Abstract

There is an urgent need for a global sustainability transition. This change needs to be cultural and transform both our actions and the values on which we base our decision-making. Sustainability transition requires concentrating on future generations as well as on the people teaching them because class teachers have an impact on their pupils' knowledge, skills, values, and attitudes. Therefore, class teachers need new competency to make sustainability transformation in schools happen. Teachers also need to possess a sufficient level of self-efficacy beliefs, as they strongly impact a teacher's ability to manage their job as a sustainability educator. This survey research studied Finnish class student teachers' (N = 166) perceptions about their sustainability competency and self-efficacy in education for sustainable development. Students' perceptions of their sustainability competency were clustered into one weighted sum variable. Three principal components were constructed with principal component analysis (PCA) to describe the students' self-efficacy beliefs in education for sustainable development.
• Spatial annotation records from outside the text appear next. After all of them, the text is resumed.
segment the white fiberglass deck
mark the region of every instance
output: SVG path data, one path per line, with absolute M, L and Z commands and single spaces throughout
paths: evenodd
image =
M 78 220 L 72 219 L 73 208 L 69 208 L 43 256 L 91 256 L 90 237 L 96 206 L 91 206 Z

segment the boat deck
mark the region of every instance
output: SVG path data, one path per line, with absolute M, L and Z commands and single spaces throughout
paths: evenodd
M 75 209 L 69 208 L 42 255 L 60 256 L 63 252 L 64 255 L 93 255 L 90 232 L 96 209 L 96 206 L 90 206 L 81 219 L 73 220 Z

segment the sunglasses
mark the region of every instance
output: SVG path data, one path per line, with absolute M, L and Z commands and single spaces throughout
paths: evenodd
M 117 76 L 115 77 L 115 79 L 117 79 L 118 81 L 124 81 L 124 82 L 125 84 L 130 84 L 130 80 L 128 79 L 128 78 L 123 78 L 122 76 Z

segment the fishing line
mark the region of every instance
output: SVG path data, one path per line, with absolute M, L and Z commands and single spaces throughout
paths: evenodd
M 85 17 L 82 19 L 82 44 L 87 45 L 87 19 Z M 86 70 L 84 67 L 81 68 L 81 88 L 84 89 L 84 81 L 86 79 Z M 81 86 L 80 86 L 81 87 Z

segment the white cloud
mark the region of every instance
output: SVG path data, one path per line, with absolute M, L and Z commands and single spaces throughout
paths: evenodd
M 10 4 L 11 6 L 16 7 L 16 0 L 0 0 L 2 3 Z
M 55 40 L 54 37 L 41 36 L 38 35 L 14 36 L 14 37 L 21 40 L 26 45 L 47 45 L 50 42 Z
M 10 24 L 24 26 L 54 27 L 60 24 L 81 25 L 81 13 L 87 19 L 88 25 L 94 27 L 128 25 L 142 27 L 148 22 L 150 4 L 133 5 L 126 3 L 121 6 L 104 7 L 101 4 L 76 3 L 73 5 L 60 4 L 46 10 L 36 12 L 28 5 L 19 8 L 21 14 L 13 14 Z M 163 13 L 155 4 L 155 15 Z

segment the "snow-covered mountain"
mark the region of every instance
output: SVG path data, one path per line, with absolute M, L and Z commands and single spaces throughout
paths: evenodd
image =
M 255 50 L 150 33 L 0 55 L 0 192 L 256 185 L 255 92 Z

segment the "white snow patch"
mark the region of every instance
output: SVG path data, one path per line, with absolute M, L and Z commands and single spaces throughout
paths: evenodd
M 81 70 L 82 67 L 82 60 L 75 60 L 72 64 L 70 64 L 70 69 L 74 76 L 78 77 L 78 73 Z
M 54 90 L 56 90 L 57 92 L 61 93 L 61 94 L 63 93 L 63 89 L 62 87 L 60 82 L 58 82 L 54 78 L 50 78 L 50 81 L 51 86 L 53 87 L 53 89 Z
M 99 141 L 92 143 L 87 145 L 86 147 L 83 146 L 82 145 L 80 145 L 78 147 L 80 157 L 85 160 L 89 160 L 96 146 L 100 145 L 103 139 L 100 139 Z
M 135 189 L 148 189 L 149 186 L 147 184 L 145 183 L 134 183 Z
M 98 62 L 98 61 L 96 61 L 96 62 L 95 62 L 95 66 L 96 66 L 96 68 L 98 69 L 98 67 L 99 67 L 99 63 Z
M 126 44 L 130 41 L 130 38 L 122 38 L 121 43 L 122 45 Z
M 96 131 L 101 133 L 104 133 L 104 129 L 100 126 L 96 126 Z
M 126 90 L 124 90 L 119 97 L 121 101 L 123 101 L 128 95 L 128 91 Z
A PCA paired with linear hierarchical regression analysis was conducted to explain the variation in students' sustainability competency perceptions. The results indicated that the combined self-efficacy beliefs in teaching values and ethics and systems thinking explained 19.3% of the variation in class student teachers' sustainability competency. As a result, improving class student teachers' self-efficacy beliefs about teaching ethics and values and systems thinking in the Finnish context can improve their sustainability competency and vice versa. To promote the sustainability competency of class student teachers, it is necessary to be aware of this connection when developing class teacher education.